Blackphone, the world’s first NSA proof and anti-surveillance Smartphone, has been found to contain a vulnerability that could be exploited by a simple SMS hack attack. Security researchers working at Azimuth Security have discovered that the flaw not only compromises the data stored on the phone but it also allowed the attackers to take complete control of the device. SGP Technologies, the company behind Blackphone, fixed the security loophole soon after it was discovered but the episode has certainly raised questions about the security and privacy features available with the device.

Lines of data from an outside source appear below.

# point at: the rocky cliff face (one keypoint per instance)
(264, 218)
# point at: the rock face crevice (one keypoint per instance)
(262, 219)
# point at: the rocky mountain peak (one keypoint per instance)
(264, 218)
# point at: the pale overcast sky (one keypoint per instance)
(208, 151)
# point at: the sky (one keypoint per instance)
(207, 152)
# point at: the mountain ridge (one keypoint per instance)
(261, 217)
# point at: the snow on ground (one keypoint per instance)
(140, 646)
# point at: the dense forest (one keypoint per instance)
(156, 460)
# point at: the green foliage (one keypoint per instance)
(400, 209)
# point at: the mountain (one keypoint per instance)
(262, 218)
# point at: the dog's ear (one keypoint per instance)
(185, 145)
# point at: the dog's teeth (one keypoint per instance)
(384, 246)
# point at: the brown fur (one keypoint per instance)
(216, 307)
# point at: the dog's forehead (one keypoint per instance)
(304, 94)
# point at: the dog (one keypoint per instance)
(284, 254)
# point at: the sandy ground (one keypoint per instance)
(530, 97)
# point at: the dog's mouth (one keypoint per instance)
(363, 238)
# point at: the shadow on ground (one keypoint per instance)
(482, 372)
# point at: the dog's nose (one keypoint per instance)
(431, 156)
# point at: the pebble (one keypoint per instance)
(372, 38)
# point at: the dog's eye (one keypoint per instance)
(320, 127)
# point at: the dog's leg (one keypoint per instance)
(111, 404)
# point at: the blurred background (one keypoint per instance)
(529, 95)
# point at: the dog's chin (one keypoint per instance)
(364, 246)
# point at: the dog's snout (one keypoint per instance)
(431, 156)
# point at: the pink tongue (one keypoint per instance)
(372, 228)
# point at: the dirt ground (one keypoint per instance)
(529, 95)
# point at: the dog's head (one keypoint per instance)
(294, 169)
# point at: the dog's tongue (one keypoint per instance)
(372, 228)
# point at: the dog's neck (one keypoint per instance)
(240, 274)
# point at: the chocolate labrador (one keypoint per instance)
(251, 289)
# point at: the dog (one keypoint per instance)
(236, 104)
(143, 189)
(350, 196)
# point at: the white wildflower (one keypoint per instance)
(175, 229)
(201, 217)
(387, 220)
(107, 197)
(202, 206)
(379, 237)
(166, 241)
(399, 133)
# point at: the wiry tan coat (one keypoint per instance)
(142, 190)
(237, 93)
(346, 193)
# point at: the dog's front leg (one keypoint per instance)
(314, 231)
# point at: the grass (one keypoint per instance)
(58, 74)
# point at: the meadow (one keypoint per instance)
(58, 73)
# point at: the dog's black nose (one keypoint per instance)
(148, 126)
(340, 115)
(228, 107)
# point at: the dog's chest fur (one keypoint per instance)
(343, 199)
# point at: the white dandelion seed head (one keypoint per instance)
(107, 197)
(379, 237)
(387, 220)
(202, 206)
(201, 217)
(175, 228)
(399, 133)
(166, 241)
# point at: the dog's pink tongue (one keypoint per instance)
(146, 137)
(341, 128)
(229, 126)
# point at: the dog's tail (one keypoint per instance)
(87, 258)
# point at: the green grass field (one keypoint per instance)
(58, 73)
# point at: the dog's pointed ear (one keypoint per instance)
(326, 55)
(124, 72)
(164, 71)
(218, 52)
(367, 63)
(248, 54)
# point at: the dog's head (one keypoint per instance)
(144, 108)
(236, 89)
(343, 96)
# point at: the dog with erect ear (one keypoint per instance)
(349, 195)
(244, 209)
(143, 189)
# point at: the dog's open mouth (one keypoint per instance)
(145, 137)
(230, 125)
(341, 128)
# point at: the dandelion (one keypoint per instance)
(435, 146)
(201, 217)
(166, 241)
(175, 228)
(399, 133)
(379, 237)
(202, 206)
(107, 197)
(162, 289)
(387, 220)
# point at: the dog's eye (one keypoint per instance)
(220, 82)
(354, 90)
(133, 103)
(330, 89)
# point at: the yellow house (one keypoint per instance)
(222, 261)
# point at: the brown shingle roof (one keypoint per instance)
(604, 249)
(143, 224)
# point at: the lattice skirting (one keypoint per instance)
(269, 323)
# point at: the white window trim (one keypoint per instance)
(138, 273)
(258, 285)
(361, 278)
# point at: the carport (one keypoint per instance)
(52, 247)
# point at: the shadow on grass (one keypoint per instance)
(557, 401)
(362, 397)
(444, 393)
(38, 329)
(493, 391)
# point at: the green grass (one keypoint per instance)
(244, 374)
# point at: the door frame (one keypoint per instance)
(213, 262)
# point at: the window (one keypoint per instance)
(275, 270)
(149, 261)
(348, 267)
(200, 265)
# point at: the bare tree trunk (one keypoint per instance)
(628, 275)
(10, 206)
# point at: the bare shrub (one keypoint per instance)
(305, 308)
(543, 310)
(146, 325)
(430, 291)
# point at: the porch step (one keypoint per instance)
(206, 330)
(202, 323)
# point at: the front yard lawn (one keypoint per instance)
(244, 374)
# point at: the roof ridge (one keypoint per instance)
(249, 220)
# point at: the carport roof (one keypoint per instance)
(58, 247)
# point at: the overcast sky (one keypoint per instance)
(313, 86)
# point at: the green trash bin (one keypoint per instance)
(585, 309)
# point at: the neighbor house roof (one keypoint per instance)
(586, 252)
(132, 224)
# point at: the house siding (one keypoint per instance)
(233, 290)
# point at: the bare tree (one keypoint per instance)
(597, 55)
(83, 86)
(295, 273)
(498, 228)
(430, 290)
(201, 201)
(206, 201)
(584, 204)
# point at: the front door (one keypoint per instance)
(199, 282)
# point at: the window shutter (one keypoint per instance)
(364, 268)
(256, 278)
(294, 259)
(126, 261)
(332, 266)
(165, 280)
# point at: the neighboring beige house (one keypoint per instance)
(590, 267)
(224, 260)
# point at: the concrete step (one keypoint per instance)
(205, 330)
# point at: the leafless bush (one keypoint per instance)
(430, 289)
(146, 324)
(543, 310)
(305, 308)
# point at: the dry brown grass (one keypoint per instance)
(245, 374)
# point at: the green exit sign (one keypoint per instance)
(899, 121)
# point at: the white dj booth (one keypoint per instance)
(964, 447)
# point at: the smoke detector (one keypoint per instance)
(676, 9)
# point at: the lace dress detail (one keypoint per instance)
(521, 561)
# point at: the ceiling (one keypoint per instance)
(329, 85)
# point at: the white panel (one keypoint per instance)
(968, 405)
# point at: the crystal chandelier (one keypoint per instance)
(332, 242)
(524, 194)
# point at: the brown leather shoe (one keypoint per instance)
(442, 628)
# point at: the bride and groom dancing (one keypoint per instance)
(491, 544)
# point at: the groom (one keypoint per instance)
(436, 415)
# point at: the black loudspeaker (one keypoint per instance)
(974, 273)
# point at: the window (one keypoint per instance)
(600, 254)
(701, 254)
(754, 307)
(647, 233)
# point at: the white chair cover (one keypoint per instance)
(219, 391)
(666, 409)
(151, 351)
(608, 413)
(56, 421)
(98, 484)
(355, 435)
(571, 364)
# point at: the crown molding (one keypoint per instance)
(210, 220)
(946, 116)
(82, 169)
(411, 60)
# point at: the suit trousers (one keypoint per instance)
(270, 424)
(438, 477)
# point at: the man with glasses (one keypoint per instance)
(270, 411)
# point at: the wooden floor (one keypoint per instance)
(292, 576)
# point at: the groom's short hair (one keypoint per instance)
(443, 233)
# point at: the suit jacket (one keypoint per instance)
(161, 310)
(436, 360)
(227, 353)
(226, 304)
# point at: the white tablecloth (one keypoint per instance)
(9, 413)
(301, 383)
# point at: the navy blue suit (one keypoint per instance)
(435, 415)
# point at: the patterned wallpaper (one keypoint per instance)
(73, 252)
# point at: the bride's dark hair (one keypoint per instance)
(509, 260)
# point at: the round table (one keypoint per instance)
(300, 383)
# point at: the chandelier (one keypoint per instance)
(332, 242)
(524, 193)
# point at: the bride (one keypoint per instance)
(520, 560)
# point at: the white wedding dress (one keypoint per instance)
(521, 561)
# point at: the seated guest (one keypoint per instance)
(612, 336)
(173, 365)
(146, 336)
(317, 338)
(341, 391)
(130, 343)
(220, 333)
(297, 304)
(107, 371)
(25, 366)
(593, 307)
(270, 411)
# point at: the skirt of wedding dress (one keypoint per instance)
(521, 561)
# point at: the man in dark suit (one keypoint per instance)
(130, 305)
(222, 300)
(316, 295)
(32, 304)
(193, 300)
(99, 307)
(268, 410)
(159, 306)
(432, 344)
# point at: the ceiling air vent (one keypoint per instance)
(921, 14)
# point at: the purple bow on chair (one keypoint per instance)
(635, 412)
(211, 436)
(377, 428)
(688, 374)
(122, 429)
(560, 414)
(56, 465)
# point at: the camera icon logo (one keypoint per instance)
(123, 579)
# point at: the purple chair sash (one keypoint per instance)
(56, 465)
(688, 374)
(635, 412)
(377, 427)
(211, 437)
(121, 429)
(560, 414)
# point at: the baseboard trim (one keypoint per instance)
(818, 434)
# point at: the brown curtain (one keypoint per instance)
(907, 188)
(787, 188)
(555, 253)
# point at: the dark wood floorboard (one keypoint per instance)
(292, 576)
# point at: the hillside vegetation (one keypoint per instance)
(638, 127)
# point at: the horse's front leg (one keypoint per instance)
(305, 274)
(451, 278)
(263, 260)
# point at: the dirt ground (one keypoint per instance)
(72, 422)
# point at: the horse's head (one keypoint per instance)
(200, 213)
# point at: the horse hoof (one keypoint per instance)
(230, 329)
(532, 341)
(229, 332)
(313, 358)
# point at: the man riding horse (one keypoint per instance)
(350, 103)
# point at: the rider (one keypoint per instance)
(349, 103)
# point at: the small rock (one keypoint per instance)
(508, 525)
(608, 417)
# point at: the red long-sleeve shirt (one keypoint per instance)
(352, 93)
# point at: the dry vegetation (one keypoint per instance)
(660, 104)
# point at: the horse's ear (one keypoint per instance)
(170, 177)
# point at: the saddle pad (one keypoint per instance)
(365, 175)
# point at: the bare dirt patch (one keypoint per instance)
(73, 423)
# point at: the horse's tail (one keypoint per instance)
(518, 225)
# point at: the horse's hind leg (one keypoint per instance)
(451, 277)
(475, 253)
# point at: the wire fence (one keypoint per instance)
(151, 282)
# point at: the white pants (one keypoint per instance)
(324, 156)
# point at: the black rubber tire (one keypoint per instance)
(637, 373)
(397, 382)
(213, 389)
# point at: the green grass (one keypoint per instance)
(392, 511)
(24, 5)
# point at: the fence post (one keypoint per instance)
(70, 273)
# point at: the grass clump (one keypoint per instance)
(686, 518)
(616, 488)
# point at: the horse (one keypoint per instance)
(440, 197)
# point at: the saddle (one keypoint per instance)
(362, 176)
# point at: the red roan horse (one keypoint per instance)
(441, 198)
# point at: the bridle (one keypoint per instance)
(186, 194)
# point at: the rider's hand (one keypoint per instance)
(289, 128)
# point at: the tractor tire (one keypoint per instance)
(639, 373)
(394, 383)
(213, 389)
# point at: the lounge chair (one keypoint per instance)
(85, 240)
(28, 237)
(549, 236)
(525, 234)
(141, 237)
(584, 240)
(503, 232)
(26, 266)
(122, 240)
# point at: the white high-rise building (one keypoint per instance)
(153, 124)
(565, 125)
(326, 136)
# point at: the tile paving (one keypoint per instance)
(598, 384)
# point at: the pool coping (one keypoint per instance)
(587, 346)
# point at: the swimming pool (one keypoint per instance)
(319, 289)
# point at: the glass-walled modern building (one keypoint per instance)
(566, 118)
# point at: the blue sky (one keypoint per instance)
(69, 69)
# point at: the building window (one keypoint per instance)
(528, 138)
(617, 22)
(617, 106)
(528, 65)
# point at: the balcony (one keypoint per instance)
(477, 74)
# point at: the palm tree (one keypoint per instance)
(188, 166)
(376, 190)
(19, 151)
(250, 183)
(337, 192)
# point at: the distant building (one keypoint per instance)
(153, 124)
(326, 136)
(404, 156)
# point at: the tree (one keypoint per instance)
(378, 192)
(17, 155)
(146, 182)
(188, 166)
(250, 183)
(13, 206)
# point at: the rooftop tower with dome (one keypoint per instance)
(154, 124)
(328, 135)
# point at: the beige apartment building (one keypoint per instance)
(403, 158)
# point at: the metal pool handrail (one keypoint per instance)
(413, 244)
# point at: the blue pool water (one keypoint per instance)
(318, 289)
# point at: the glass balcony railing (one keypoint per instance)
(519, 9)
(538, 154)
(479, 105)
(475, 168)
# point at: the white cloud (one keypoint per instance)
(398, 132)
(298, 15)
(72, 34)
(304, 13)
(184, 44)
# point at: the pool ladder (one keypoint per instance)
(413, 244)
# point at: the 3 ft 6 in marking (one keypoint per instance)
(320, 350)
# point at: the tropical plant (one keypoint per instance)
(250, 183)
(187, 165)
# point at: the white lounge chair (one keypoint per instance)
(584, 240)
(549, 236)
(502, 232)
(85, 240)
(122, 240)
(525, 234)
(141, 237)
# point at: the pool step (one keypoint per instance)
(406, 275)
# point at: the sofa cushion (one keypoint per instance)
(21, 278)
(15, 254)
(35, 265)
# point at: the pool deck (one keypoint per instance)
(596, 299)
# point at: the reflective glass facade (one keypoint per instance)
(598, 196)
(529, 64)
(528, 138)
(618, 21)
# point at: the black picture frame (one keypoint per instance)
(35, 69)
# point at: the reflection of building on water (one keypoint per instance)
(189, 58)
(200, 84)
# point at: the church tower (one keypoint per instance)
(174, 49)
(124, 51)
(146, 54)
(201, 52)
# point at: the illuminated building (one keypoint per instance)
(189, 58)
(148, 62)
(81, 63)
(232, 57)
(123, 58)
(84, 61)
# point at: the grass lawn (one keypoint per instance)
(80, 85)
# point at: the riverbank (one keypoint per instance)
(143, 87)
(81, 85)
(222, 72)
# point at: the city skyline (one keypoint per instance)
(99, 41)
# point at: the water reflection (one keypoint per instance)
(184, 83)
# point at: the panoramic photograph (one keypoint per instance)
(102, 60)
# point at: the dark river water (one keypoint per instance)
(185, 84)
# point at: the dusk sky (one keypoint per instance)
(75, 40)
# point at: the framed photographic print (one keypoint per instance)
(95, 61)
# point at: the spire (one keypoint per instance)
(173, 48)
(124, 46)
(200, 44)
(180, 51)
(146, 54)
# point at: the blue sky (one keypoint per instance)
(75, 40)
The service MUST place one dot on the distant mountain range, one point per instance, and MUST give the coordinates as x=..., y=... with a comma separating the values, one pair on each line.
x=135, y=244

Blackphone’s launch in June’ 2014 marked the arrival of a privacy-centric Smartphone that couldn’t be spied upon by the governments, enterprises or hackers. The device was created and marketed by SGP Technologies which is a joint venture between the Spanish Smartphone company GeeksPhone and the encrypted communications firm Silent Circle. The phone is crafted from high end hardware to provide the highest level of security and it runs on a modified version of Android (dubbed as PrivatOS) which is a lot more secure than a typical mobile operating system. To ensure 100% user privacy and security, Blackphone connects to the internet through a VPN and it even comes loaded with Silent Suite, a collection of apps designed to protect privacy.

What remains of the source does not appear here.